Friday, December 27, 2024

The Autobiography of Kevin Trenberth

I didn't know that Kevin Trenberth, the long-time climate scientist at NOAA in Boulder, published an autobiography in 2023. It's titled A Personal Tale of the Development of Climate Science: The Life and Times of Kevin Trenberth. I can't find it for sale (maybe it wasn't published in book form), but here's an online version, and you can download a PDF there.

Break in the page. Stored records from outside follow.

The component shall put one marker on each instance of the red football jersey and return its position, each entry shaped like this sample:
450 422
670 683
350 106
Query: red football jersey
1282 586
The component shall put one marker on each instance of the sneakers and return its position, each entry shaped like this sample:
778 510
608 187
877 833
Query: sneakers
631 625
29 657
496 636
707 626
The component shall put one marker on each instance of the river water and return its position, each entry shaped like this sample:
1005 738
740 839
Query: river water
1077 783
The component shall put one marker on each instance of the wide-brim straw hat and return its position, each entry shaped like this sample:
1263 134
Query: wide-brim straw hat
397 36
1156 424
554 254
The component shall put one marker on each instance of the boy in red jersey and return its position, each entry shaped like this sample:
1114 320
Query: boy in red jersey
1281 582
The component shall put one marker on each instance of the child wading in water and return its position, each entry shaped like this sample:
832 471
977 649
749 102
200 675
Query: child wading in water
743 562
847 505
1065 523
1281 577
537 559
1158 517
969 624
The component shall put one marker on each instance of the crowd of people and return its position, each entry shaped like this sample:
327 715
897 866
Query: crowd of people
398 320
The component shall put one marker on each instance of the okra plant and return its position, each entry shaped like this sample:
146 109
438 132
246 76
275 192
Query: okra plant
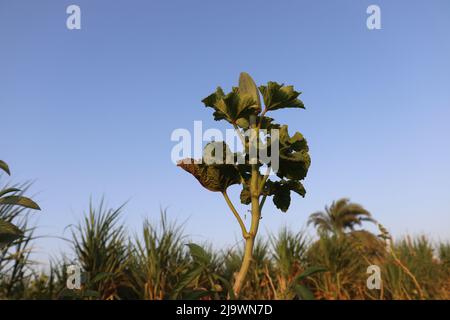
9 196
272 163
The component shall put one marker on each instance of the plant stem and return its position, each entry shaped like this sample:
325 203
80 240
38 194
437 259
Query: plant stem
245 233
250 241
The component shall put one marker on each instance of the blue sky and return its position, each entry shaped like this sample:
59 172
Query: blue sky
90 112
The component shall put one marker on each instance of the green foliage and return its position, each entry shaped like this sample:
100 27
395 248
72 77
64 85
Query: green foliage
339 217
162 263
8 231
242 108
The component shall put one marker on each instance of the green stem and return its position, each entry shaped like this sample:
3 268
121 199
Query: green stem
250 241
245 233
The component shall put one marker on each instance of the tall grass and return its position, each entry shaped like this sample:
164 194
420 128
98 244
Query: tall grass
160 262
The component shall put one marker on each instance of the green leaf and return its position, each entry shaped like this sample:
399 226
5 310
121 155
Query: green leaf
19 201
216 178
303 292
198 253
278 96
282 198
248 86
309 272
8 232
281 191
8 190
4 167
235 107
294 159
245 195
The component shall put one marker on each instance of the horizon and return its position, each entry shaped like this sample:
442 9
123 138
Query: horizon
90 112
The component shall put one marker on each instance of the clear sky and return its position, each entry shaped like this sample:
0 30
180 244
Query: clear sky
90 112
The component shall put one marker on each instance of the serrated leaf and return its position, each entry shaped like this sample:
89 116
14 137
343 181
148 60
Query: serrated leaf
278 96
216 178
8 232
236 107
281 192
294 159
4 167
282 198
19 201
245 195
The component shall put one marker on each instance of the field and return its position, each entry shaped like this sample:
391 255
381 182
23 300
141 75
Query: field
161 263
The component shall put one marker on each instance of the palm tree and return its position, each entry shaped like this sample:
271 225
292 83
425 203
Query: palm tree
341 215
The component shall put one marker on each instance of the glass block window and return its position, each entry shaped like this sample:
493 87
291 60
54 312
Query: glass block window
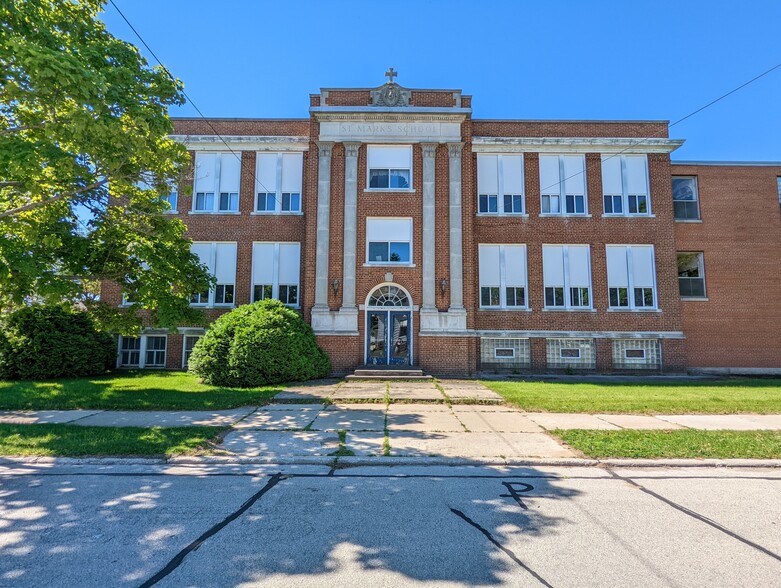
637 354
505 353
572 353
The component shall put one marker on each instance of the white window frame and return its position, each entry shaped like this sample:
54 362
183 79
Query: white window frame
277 194
216 195
275 284
212 295
625 189
142 352
411 262
696 191
500 196
631 281
562 188
389 189
503 279
566 286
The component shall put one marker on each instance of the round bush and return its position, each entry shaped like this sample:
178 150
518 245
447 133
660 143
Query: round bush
258 344
43 342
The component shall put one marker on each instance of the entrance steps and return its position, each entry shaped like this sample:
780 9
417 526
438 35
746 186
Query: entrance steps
374 372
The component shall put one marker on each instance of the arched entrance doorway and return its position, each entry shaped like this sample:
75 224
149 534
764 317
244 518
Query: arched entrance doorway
389 326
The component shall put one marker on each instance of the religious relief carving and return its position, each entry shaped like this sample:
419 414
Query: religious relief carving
390 94
351 149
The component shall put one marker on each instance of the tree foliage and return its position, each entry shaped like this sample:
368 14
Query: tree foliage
83 124
43 342
259 344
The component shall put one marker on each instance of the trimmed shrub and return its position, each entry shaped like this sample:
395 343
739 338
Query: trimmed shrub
256 345
44 342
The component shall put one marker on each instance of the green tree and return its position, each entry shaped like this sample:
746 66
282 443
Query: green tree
85 160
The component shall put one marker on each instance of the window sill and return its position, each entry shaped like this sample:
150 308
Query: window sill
390 190
216 212
275 213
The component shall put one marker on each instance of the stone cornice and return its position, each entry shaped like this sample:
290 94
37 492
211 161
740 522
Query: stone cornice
243 142
574 144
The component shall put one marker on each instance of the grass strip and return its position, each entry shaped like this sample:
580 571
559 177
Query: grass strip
685 443
131 390
77 441
724 396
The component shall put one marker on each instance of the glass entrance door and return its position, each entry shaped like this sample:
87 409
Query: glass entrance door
387 337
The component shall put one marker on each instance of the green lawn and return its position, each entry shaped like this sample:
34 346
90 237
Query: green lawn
724 396
679 443
76 441
132 390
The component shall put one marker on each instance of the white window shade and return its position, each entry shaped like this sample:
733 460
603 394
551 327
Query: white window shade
512 174
636 175
617 274
611 174
579 266
230 172
204 253
292 171
389 157
488 260
225 272
266 172
642 266
206 172
549 174
289 263
515 265
487 175
574 174
263 269
553 265
389 229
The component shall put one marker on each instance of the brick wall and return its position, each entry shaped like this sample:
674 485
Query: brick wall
740 236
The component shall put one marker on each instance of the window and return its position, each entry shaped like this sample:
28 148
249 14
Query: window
625 185
691 275
502 271
500 184
217 174
390 168
631 277
388 240
566 273
276 271
563 184
279 182
141 352
188 346
220 258
686 198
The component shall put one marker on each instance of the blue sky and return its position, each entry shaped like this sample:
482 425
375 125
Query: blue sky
655 59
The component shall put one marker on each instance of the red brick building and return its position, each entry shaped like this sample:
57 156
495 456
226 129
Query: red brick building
409 233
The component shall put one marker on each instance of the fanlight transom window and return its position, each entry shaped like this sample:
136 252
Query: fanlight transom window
389 296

He retired in 2020 and in 2021 moved to New Zealand (his native country) with his wife. I haven't started to read his book fully yet, just jumped around. This is about his life after retirement, from page 128:

In 2018 I began a phased retirement that included a visit to New Zealand. Following the election of Donald Trump as President and denier-in-chief in 2017, my daughter Annika, with two young children, was ahead of most, and with strong support from her husband, Matt, took advantage of her New Zealand citizenship to plan to and then move her family to New Zealand in September 2018. This was a remarkable and courageous act. With my own retirement looming, there was a strong incentive for my wife and me to follow.

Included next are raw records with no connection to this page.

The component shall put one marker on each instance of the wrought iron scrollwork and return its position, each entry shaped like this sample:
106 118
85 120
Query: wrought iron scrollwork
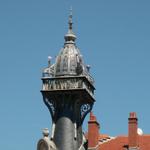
85 109
50 105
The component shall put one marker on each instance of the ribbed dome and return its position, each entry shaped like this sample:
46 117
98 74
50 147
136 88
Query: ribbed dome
69 61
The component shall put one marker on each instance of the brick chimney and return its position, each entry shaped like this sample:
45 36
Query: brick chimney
93 131
132 135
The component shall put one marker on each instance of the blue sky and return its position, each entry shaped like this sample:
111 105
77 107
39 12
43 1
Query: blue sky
114 38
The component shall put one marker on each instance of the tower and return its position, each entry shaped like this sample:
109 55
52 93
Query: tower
68 92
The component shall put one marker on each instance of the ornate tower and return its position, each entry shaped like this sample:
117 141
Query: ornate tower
68 92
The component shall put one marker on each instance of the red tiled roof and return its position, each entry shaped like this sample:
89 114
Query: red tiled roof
120 141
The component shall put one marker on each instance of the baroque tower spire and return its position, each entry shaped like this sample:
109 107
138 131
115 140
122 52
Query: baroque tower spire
68 93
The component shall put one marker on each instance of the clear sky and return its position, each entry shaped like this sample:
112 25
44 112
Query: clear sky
114 38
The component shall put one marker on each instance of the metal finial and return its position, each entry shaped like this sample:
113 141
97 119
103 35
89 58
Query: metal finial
70 19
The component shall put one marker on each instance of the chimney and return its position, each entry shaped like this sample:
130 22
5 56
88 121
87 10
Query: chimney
132 127
93 131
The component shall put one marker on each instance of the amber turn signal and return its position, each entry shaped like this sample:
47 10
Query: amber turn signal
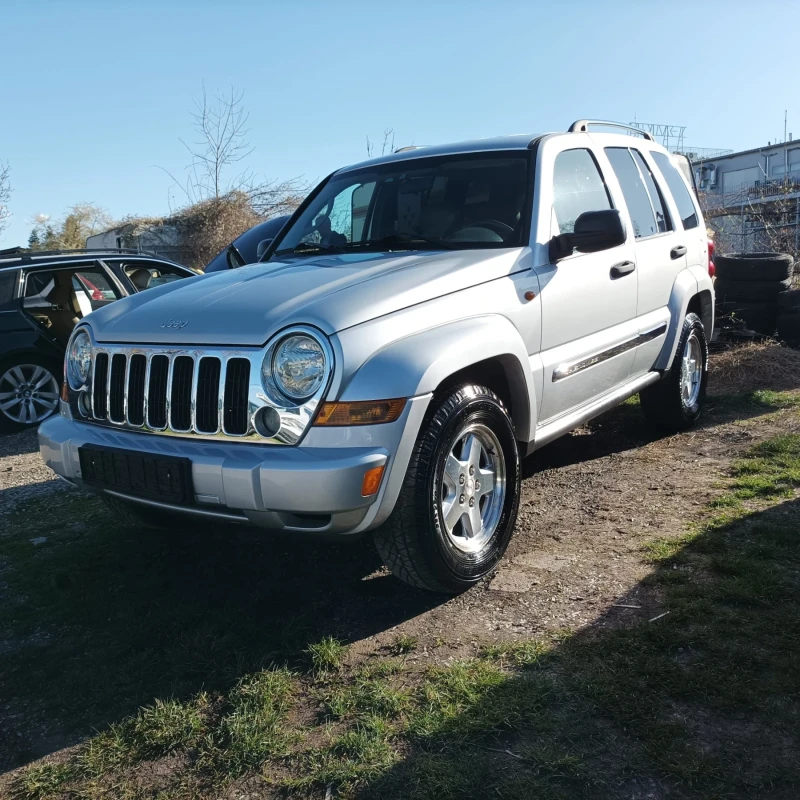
372 481
365 412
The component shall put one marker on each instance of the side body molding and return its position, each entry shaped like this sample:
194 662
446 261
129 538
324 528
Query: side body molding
419 363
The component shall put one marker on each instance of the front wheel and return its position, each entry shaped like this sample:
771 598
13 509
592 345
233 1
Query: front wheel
458 505
675 402
29 391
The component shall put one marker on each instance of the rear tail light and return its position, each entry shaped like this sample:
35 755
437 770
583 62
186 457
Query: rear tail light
712 270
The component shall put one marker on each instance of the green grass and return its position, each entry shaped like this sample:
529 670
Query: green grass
327 655
702 702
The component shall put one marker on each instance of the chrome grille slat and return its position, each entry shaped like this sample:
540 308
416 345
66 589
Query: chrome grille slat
117 377
136 395
180 395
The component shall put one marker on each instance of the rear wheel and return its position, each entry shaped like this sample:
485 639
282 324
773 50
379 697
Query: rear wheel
458 506
675 402
29 392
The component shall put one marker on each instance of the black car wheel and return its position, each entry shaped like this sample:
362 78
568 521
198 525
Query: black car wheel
29 391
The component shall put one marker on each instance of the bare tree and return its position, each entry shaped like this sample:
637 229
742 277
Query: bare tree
386 147
5 195
220 123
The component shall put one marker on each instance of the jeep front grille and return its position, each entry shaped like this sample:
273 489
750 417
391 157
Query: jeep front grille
183 393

The foremost reason for leaving the U.S. was family, and the timing was determined by retirement. But Trump, the Republicans and U.S. society were also major factors. The latter included guns, school shootings, and the covid-19 response. The ineptitude of the U.S. in handling all of these is evident....
I'm seeing more and more people say or write that the US is no longer a country worth living in, it's a country worth escaping from. I even see video clips of younger Americans saying that. And clips from Americans who have moved abroad talk about how much better life is where they went, especially the escape from constant work, too little vacation, affordable health care, a gain of peace and the lack of constant political turmoil.

Trenberth never had a formal retirement gathering at NCAR. It was planned for March 16, 2021 but NCAR in Boulder closed on March 13, 2021 due to the pandemic. On March 22, 2001 there was a mass shooting in a grocery store in Boulder, with 10 killed. Surely that only reinforced their decision to leave. And of course the massacre that started this era of mass shootings happened just down the road in Columbine in 1999.

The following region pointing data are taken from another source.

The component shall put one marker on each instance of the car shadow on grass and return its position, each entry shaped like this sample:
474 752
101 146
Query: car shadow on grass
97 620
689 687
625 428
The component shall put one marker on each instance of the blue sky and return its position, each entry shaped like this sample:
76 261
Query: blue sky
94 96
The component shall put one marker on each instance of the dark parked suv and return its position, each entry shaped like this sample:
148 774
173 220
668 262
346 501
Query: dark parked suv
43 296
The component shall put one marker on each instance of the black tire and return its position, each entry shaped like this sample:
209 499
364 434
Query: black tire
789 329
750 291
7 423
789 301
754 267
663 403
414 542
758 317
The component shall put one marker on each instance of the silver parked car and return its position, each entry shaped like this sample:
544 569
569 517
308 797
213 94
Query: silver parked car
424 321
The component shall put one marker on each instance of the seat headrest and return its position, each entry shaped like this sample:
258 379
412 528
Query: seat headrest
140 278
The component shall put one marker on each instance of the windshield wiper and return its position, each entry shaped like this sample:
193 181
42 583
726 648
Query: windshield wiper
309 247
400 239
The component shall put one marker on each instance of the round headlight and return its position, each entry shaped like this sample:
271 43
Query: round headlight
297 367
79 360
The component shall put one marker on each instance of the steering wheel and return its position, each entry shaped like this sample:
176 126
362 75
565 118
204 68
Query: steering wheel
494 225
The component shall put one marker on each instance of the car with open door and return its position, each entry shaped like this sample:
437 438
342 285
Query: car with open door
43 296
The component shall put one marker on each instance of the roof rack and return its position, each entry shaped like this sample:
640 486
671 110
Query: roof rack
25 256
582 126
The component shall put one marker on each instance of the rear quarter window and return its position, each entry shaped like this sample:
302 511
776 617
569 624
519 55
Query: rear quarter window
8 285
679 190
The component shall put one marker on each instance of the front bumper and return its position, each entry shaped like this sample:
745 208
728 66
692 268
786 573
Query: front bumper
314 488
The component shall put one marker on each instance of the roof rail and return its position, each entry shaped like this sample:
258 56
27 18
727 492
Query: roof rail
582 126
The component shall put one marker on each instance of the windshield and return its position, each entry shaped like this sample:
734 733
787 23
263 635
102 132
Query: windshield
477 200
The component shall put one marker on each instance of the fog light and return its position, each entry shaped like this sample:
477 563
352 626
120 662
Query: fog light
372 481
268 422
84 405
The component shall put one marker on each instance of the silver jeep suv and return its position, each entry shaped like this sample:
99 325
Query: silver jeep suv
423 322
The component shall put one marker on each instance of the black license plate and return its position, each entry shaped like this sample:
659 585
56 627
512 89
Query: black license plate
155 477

America's decline into dystopia might well have started with Columbine in 1999, 9/11 in 2021, and Bush Jr's lies that started the first Iraq War. The trend has been downward since, and with Trump II the chaos is just getting started and will undoubtably be worse than Trump I. Last month a majority of Americans voted to move up to the 20th floor, because the 10th floor apparently wasn't high enough for a decent suicide. It's very likely the elevator only goes in one direction.